В бытность свою егерем по приказу пана они затравили собаками старого нищего, что забрел в лес. С дичью не повезло, и егеря уже смирились, что сегодня их будут пороть, но – пронесло. Пан Браницкий изволил хохотать до упаду! Как-то всем гуртом изнасиловали крестьянскую девку, что не хотела отдавать свою девственность пану. Твердила, что девичий венок отдаст только жениху. Простая мужичка, а туда же… Пан, конечно же, был первым (девку пришлось держать за ноги и за руки), а потом они… После шестого испустила дух. Были жиды-музыканты, которых пан встретил в корчме, приказал раздеть донага и выгнать на улицу, чтобы играли на лютом морозе. Ни сейчас, ни тогда Казька-Казимир не считал, что совершил большой грех. Девка сама виновата – дала бы пану, так еще бы и злотый в приданое получила. А кто просил нищего соваться в лес, принадлежащий пану? Шел бы другой дорогой. И жиды, не пожелавшие уважить пана Браницкого, что от щедрот своих прислал им жареного поросенка? С него, подневольного человека, какой спрос? Пан приказал – он исполнил. Да и теперь, разве он виноват, что москаль не захотел добровольно отдать добро? Отдал бы – никто бы не мучил его жену, и сам был бы цел, и звереныши живы…
Кажется, вечность минула, пока не вернулся казак.

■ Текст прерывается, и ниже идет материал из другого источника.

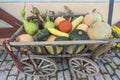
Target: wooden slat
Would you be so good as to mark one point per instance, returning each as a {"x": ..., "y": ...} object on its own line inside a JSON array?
[{"x": 8, "y": 18}]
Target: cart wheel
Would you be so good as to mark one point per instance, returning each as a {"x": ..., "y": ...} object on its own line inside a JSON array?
[
  {"x": 37, "y": 65},
  {"x": 84, "y": 66}
]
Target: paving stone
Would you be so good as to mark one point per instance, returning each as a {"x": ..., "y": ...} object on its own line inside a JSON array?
[
  {"x": 14, "y": 70},
  {"x": 8, "y": 57},
  {"x": 107, "y": 77},
  {"x": 1, "y": 52},
  {"x": 21, "y": 76},
  {"x": 67, "y": 75},
  {"x": 29, "y": 78},
  {"x": 78, "y": 75},
  {"x": 60, "y": 75},
  {"x": 102, "y": 67},
  {"x": 109, "y": 69},
  {"x": 6, "y": 65},
  {"x": 73, "y": 74},
  {"x": 53, "y": 79},
  {"x": 36, "y": 78},
  {"x": 99, "y": 77},
  {"x": 60, "y": 66},
  {"x": 118, "y": 54},
  {"x": 65, "y": 64},
  {"x": 115, "y": 78},
  {"x": 3, "y": 75},
  {"x": 2, "y": 57},
  {"x": 116, "y": 60},
  {"x": 112, "y": 64},
  {"x": 91, "y": 78},
  {"x": 11, "y": 78},
  {"x": 117, "y": 73}
]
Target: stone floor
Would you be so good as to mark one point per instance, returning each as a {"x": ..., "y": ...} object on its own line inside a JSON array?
[{"x": 109, "y": 70}]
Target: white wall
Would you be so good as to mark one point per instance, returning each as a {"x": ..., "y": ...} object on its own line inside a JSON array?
[{"x": 14, "y": 8}]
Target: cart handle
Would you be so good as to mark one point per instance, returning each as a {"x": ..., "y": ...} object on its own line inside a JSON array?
[{"x": 8, "y": 49}]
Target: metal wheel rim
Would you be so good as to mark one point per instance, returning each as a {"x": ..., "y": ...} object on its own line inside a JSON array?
[
  {"x": 45, "y": 70},
  {"x": 90, "y": 68}
]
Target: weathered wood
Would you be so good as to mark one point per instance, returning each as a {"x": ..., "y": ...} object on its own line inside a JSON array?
[{"x": 100, "y": 51}]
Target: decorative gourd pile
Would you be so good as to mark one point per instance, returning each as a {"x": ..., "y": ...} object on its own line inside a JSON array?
[{"x": 85, "y": 27}]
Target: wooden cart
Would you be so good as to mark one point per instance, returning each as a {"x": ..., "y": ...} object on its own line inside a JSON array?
[{"x": 32, "y": 63}]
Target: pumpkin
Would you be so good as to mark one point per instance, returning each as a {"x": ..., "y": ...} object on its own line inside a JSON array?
[
  {"x": 50, "y": 48},
  {"x": 65, "y": 26},
  {"x": 99, "y": 30},
  {"x": 58, "y": 20},
  {"x": 24, "y": 38},
  {"x": 83, "y": 27},
  {"x": 92, "y": 18},
  {"x": 41, "y": 35}
]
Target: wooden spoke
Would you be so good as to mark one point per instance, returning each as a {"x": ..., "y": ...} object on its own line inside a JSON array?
[
  {"x": 27, "y": 64},
  {"x": 40, "y": 64},
  {"x": 46, "y": 66},
  {"x": 42, "y": 67},
  {"x": 84, "y": 66}
]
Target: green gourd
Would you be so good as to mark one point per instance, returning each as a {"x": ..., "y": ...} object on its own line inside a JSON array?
[
  {"x": 30, "y": 27},
  {"x": 48, "y": 23}
]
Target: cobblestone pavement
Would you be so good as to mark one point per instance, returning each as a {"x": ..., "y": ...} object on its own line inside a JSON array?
[{"x": 108, "y": 70}]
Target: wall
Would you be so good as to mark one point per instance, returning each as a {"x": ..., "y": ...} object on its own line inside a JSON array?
[{"x": 81, "y": 7}]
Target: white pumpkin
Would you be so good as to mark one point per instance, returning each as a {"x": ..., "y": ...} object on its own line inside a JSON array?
[{"x": 92, "y": 18}]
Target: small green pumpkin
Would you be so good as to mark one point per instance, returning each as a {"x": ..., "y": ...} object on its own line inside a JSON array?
[
  {"x": 78, "y": 34},
  {"x": 50, "y": 48}
]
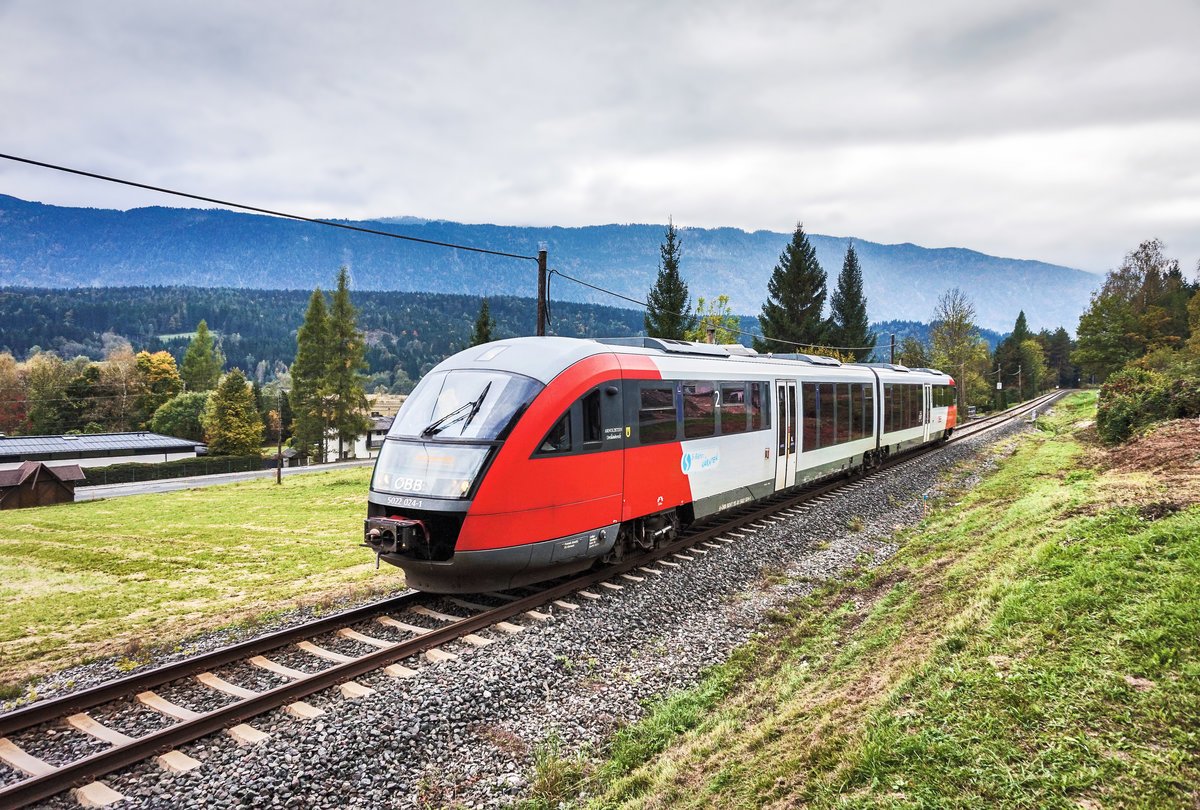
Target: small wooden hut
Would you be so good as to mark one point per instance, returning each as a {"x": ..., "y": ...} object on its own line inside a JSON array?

– Гарны дивчины. Можа, живыми до стана довезем, таки не побрезгуй – спробуй, – посоветовал Янош.
– Порося жарьте, пан Янош, – перебил проголодавшийся атаман.
Как же, будет он «пробовать», если их уже «спробовали» не по одному разу! Хотя, может, и будет… Казак, мурлыкая под нос песню про Днiпр, шо красивее да ширшее всяких рiк, нанизал на ветку ольхи прихваченного в Кроминском поросенка и поворачивал его над углями, то так, то эдак. От тушки, покрывшейся ароматной красно-коричневой корочкой, шел одуряющий запах…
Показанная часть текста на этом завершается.